Imunizante desenvolvido pelo Butantan foi aplicado no município de Nova Lima. Ministério da Saúde e Secretaria de Estado da Saúde seguem investigando a situação

Publicidade
Carregando...

A vacina contra a dengue desenvolvida pelo Instituto Butantan, que teve a aplicação suspensa pelo Ministério da Saúde no último dia 8, uma segunda-feira, não provocou, até o momento, qualquer caso confirmado de reação grave em Minas Gerais. O imunizante, que foi ministrado à população de Nova Lima, na Região Metropolitana de Belo Horizonte, causou apenas registros de reações leves, mas os dois órgãos ainda investigam casos suspeitos. 
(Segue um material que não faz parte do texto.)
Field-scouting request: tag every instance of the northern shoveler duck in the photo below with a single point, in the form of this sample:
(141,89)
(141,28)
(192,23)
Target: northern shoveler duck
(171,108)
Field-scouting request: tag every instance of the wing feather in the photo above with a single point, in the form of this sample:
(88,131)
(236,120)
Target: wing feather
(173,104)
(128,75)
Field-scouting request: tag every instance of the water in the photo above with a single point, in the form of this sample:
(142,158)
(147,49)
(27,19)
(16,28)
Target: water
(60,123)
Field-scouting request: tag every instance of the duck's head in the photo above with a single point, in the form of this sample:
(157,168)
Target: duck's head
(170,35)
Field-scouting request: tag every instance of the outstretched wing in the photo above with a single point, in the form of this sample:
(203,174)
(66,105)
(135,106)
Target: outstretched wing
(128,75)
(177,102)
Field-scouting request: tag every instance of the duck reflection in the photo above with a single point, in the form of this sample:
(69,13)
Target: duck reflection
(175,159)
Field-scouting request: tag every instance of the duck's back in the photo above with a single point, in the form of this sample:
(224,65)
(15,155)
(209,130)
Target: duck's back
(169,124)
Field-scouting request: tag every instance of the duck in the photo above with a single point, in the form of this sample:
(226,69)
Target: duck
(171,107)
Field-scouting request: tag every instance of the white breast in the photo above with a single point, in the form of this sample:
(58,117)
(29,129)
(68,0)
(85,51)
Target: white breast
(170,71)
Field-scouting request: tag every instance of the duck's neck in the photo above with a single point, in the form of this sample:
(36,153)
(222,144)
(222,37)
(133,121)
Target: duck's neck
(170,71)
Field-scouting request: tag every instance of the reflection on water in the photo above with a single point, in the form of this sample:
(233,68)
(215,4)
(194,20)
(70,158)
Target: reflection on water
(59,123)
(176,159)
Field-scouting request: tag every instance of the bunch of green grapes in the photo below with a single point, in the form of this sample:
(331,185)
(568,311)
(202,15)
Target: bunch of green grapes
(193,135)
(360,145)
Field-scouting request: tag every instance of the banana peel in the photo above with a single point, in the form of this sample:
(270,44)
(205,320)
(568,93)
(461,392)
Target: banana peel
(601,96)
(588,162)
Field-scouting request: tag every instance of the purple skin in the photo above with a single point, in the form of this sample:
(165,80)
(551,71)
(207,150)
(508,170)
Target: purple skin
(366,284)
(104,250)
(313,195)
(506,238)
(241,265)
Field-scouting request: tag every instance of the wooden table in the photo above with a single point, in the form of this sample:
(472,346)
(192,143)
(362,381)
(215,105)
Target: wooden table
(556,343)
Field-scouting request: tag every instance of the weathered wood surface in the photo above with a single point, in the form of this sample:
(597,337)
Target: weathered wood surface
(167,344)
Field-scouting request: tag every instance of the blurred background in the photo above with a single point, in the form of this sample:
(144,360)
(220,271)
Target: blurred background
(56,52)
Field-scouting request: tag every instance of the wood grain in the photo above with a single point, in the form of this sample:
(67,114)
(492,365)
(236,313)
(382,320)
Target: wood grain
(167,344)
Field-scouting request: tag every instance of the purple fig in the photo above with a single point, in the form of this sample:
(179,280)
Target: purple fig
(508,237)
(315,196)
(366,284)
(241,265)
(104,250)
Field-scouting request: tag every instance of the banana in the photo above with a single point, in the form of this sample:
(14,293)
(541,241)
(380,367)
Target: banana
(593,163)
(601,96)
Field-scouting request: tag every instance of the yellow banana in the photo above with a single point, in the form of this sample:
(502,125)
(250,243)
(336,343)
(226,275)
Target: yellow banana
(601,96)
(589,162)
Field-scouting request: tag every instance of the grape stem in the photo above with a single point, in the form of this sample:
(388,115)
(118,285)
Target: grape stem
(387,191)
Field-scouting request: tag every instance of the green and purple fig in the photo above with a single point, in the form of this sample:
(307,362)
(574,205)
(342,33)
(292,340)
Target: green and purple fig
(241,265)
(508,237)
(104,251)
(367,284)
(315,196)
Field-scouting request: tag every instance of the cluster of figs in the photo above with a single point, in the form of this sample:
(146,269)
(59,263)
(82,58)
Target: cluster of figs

Fique por dentro das notícias que importam para você!

SIGA O ESTADO DE MINAS NO Google Discover Icon Google Discover SIGA O EM NO Google Discover Icon Google Discover

Essas informações foram reveladas pelo diretor do Programa Nacional de Imunizações do Ministério da Saúde, Éder Gatti, e pelo subsecretário de Vigilância em Saúde da Secretaria de Estado da Saúde (SES-MG), Eduardo Campos Prosdocimi, no 3º Congresso Brasileiro Defesa da Vacinação e no 1º Congresso Internacional de Imunização: Compromisso Global com a Ciência, a Saúde e a Vida, realizados no campus Pampulha da Universidade Federal de Minas Gerais (UFMG).

A SES-MG confirmou que "não foram notificados casos graves de Eventos Supostamente Atribuíveis à Vacinação ou Imunização (Esavi) no estado em decorrência da administração da vacina contra a dengue produzida pelo Instituto Butantan", após contato da reportagem. O número de casos sob investigação em Minas Gerais não foi revelado. Ao todo, o estado recebeu 178 mil doses da vacina do Butantan, das quais 82 mil foram ministradas à população.

Na data em que a aplicação da vacina foi suspensa, o Ministério da Saúde havia informado que 42 dos imunizados em todo o território nacional sofreram sintomas mais severos, como dor abdominal, vômitos persistentes, episódios de sangramento e até perda de consciência. Além disso, três pessoas apresentaram um quadro típico de dengue grave e precisaram de internação: duas delas morreram.

Até o dia 30 de maio, pouco mais de 500 mil doses da vacina do Butantan haviam sido aplicadas em todo o país. Nova Lima foi um dos três municípios-piloto a distribuir o imunizante: os demais foram Botucatu (SP) e Maranguape (CE). Nessas localidades, o público-alvo é composto por adolescentes e adultos de 15 a 59 anos, que é a indicação aprovada para o Programa Nacional de Imunizações (PNI). Em março, também foi promovida uma ação de vacinação na região de Araguaína (TO).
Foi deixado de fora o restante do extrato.